On connaît moins votre rôle dans l’accès aux marchés internationaux. Quelle est votre stratégie ?

Nous avons par exemple réussi à rouvrir le marché chinois à la viande porcine après la peste porcine africaine. Mais ce n’est qu’un exemple parmi d’autres : en 2024, nous avons obtenu l’exportation de poires, chicons et poivrons vers la Chine, de produits laitiers vers le Salvador, ou encore de poires vers le Pérou. Nous avons même un attaché à la sécurité alimentaire en Chine. L’Afsca est ainsi une vitrine de notre crédibilité sanitaire, à la fois pour l’exportation et au sein de l’UE.

Auriez-vous un dernier message à adresser aux agriculteurs avant de quitter vos fonctions à la tête de l’Afsca ?

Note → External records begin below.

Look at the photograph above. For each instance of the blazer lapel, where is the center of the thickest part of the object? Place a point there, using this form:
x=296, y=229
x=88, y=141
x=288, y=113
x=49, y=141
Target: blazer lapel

Qu’ils n’aient pas peur de l’Afsca. Nous sommes un partenaire de confiance, à l’écoute du terrain. Nous comprenons leurs contraintes, et nous sommes convaincus qu’une bonne compréhension mutuelle entre l’agence et le secteur est la clef d’une chaîne alimentaire forte, durable et respectée. La qualité de notre dialogue s’est améliorée avec le temps, et nous avons tous à y gagner : le contrôle, lorsqu’il est bien compris, devient un outil de valorisation pour le producteur. Nous investissons aussi beaucoup dans la préparation à l’imprévu. Une cellule de crise est en place, et nous menons régulièrement des exercices de simulation pour être prêts en cas d’émergence sanitaire, qu’elle soit animale ou végétale. Ce professionnalisme, cette anticipation, c’est aussi ce qui permet de rassurer nos partenaires commerciaux à l’étranger et d’assurer aux agriculteurs belges un accès durable aux marchés. Enfin, l’Afsca est consciente des mutations à l’œuvre dans l’alimentation et dans l’agriculture. Nous ne sommes pas une organisation figée : nous dialoguons, nous nous adaptons. Et c’est cela, à mes yeux, le véritable garant de notre pertinence.